16 Y consumirás a todos los pueblos que te da Jehová tu Dios; no los perdonará tu ojo, ni servirás a sus dioses, porque te será tropiezo.

17 Si dijeres en tu corazón: Estas naciones son mucho más numerosas que yo; ¿cómo las podré exterminar?

18 no tengas temor de ellas; acuérdate bien de lo que hizo Jehová tu Dios con Faraón y con todo Egipto;

19 de las grandes pruebas que vieron tus ojos, y de las señales y milagros, y de la mano poderosa y el brazo extendido con que Jehová tu Dios te sacó; así hará Jehová tu Dios con todos los pueblos de cuya presencia tú temieres.

20 También enviará Jehová tu Dios avispas sobre ellos, hasta que perezcan los que quedaren y los que se hubieren escondido de delante de ti.

21 No desmayes delante de ellos, porque Jehová tu Dios está en medio de ti, Dios grande y temible.

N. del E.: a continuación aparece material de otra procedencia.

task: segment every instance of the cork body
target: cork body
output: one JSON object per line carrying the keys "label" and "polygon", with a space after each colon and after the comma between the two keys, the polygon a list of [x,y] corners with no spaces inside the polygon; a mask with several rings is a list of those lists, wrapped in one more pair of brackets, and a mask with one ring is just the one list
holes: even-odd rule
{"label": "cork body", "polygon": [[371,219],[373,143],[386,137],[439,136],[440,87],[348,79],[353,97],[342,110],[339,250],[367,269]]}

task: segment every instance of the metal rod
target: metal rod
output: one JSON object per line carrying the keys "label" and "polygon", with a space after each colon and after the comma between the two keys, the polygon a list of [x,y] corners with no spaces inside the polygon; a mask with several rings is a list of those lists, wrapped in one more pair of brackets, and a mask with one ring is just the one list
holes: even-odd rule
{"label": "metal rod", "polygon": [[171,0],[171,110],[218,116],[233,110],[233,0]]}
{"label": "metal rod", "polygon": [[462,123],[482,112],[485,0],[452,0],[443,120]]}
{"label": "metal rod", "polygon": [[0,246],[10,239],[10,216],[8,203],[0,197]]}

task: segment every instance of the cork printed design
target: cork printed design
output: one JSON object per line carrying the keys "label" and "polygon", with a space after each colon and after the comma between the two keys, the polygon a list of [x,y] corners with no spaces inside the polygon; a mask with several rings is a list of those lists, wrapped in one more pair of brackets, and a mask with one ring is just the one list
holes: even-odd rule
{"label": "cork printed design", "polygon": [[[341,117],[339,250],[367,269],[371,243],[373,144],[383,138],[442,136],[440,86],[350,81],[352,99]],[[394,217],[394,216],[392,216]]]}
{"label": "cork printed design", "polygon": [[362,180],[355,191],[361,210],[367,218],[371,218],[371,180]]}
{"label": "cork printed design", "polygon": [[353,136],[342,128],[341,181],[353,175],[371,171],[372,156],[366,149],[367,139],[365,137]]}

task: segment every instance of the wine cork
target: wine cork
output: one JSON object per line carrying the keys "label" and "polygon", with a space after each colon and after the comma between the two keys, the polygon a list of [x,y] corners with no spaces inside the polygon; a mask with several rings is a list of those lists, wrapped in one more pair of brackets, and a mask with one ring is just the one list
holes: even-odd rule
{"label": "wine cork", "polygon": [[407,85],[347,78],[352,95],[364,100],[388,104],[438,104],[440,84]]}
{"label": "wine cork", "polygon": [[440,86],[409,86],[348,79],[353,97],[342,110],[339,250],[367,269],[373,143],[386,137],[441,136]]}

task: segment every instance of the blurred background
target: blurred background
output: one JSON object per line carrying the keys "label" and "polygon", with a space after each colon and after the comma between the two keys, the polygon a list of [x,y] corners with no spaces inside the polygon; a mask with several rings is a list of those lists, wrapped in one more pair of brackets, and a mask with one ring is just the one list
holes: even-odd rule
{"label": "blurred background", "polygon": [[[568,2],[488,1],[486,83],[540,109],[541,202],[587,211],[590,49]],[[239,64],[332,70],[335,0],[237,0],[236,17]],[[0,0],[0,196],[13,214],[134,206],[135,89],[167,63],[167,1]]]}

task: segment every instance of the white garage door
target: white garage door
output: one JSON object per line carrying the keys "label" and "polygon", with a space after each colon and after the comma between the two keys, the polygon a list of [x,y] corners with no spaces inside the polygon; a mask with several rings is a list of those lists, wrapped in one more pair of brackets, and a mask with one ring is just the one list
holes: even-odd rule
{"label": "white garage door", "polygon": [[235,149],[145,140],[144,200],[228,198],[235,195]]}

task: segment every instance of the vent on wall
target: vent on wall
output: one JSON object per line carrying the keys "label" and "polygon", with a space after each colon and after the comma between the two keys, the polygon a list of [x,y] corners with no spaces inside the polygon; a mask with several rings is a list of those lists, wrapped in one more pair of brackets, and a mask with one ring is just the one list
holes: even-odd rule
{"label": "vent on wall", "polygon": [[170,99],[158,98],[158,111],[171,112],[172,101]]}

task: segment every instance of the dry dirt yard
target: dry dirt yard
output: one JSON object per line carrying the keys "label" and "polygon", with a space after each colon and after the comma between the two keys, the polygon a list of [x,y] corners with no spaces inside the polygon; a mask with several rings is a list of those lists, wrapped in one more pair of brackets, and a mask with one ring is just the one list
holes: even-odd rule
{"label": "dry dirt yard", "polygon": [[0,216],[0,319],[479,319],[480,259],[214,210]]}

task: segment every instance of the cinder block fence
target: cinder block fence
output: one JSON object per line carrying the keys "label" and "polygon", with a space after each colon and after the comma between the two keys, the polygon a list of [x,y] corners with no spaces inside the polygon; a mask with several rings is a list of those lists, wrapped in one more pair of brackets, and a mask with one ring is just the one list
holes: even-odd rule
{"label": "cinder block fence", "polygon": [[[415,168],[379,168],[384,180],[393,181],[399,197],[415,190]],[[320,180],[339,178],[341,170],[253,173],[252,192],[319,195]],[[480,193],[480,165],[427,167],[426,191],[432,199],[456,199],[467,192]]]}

22 Y Jehová tu Dios echará a estas naciones de delante de ti poco a poco; no podrás acabar con ellas en seguida, para que las fieras del campo no se aumenten contra ti.

23 Mas Jehová tu Dios las entregará delante de ti, y él las quebrantará con grande destrozo, hasta que sean destruidas.

24 El entregará sus reyes en tu mano, y tú destruirás el nombre de ellos de debajo del cielo; nadie te hará frente hasta que los destruyas.

25 Las esculturas de sus dioses quemarás en el fuego; no codiciarás plata ni oro de ellas para tomarlo para ti, para que no tropieces en ello, pues es abominación a Jehová tu Dios;

26 y no traerás cosa abominable a tu casa, para que no seas anatema; del todo la aborrecerás y la abominarás, porque es anatema.